The piece by The Guardian said Rio Tinto previously asserted that PKKP representatives did not make it evident that the site was to be preserved. However, Burchell Hayes, a PKKP spokesman, denied the claims, alleging that the site's importance was told to the mining firm "as recently as March."
Hayes further stated that they only learned of the firm's explosive intentions on May 15.
Per the BBC, Chris Salisbury, the iron ore chief executive of Rio Tinto, said the firm was "sorry" for causing distress, particularly to the PKKP. They were the "traditional" site owners.
"We will continue to work with the PKKP to learn from what has taken place and strengthen our partnership. As a matter of urgency, we are reviewing the plans of all other sites in the Juukan Gorge area."PKKP representative John Ashburton called the destruction a "devastating blow."

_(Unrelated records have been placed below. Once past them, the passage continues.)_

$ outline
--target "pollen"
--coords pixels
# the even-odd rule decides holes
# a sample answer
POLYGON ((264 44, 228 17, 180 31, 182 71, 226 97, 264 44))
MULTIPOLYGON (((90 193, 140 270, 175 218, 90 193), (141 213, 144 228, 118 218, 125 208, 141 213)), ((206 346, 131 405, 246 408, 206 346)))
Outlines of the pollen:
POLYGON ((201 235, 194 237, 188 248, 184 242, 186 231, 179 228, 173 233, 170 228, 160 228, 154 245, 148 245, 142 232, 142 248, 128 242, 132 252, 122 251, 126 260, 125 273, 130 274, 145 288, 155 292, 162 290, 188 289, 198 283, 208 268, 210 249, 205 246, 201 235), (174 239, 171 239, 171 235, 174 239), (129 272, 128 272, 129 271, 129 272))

He added that there are very few aboriginal sites as old as the Juukan Gorge caves, making it a vital part of history.
"Our people are deeply troubled and saddened by the destruction of these rock shelters and are grieving the loss of connection to our ancestors as well as our land," said Ashburton.
The mining firm has been in search of other interests in Australia, aside from the ore, including diamonds, uranium, and more.
Blowing up the caves has been called a "genuine mistake" by Ken Wyatt, the Australian Minister for Indigenous Affairs.
Wyatt is aboriginal himself, and while he believed the destruction to be unimaginable, he also seemed to think it was a failure of state laws that allowed the explosive decision to occur.
The Guardian stated that the state government is reportedly considering a bill to help protect the cultural heritage of the aboriginal people, but the ongoing coronavirus pandemic has delayed the process.